Costco Lawsuit: Why The Wholesale Retailer Is Being Sued Over Its Famous Rotisserie Chickens
Costco (COST) has found itself in the middle of a lawsuit over its popular rotisserie chickens, which it sells at its wholesale stores for the bargain price of $4.99.
The lawsuit against the retailer claims it is violating its fiduciary responsibility to shareholders with the “illegal neglect and abandonment” of the chickens at its Fremont, Nebraska, chicken breeding facility by two Costco shareholders, according to the Nebraska Examiner.
In the suit, the shareholders accuse Costco of knowingly breeding chickens that are too large to stand up, and the “disabled birds slowly die from hunger, thirst, injury, and illness,” Business Insider reported. The suit goes on to say that the Costco defendants named in the suit ignored the reports of abuse.
The $450 million plant, which Costco opened in 2019, processes about 2 million chickens a week or about half the wholesale chain’s total supply of chickens, the Nebraska Examiner said.

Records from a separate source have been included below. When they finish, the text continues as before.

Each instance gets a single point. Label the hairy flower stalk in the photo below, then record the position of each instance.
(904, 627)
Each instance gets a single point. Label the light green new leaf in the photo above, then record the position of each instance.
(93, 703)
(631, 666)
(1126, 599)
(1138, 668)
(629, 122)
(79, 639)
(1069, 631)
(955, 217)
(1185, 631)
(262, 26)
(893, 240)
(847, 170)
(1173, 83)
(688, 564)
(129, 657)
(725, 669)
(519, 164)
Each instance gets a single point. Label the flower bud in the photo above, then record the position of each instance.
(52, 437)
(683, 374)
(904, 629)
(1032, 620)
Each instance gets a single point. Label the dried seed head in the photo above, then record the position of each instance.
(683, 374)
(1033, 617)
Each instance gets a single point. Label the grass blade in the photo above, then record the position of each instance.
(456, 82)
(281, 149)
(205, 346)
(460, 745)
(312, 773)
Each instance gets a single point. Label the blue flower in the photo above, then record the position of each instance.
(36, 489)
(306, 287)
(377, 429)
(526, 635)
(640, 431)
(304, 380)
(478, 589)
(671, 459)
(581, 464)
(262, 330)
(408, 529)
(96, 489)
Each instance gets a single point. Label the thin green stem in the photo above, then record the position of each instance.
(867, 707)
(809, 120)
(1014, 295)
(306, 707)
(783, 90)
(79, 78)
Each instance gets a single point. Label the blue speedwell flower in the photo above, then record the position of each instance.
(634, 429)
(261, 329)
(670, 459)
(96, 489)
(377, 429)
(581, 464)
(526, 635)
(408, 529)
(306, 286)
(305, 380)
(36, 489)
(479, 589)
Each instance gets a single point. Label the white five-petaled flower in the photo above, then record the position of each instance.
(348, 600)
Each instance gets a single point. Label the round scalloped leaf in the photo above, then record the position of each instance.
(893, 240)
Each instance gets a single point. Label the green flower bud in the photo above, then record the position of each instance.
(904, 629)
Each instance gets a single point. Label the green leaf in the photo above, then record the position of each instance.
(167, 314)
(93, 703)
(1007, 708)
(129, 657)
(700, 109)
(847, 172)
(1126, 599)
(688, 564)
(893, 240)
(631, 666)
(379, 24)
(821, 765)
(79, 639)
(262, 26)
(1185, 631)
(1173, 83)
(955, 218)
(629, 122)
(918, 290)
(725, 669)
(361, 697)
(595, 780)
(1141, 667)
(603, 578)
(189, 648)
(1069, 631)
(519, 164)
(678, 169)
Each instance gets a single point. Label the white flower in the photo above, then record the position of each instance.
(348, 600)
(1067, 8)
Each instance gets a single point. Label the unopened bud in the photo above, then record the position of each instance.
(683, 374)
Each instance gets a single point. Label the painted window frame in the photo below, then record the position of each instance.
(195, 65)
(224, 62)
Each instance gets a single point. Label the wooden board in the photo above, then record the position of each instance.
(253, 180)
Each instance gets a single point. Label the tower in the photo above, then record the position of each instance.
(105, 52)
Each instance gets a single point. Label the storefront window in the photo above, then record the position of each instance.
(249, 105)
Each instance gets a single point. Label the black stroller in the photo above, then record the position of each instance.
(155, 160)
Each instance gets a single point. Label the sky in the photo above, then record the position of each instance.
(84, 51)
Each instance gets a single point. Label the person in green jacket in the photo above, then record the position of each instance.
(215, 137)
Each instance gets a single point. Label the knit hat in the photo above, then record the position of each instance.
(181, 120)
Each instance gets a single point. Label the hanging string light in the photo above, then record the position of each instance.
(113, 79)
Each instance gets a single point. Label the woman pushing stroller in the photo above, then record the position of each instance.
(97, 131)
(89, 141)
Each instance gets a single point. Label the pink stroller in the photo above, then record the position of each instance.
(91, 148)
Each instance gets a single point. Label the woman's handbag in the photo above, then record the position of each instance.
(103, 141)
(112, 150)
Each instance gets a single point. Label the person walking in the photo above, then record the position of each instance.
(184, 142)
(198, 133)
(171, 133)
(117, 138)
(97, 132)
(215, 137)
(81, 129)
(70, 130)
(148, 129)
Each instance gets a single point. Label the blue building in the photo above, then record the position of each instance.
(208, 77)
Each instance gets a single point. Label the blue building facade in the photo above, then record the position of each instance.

The lawsuit also goes on to claim that Costco growers often didn’t have any prior experience raising chickens that were in “crowded” and “filthy” barns that held up to 45,000 birds, the news outlet reported.
In a statement, Alene Anello, president of the activist group Legal Impact for Chickens, representing the shareholders, said: “Once lauded as an innovative warehouse club, Costco today represents a grim existence for animals in Nebraska who are warehoused in inescapable misery.”
In 2021, Costco sold 106 million rotisserie chickens at its stores and has been committed to keeping the price at $4.99 since 2009.
The lawsuit is not the first time that Costco has had to defend its chicken breeding practices, as in 2021, the retailer was criticized by Mercy for Animals after it visited it processing facility and said the conditions included “chickens struggling to walk under their own unnatural weight,” bodies burned bare from ammonia-laden litter,” “dead days-old chicks,” and “piles of rotting birds,” the Independent reported.
In a response, obtained by the Independent, Costco said it was “committed to maintaining the highest standards of animal welfare, humane processes and ethical conduct throughout the supply chain.”
As of Thursday at 1:36 p.m. ET, shares of Costco were trading at $456.62, down $2.17, or 0.47%.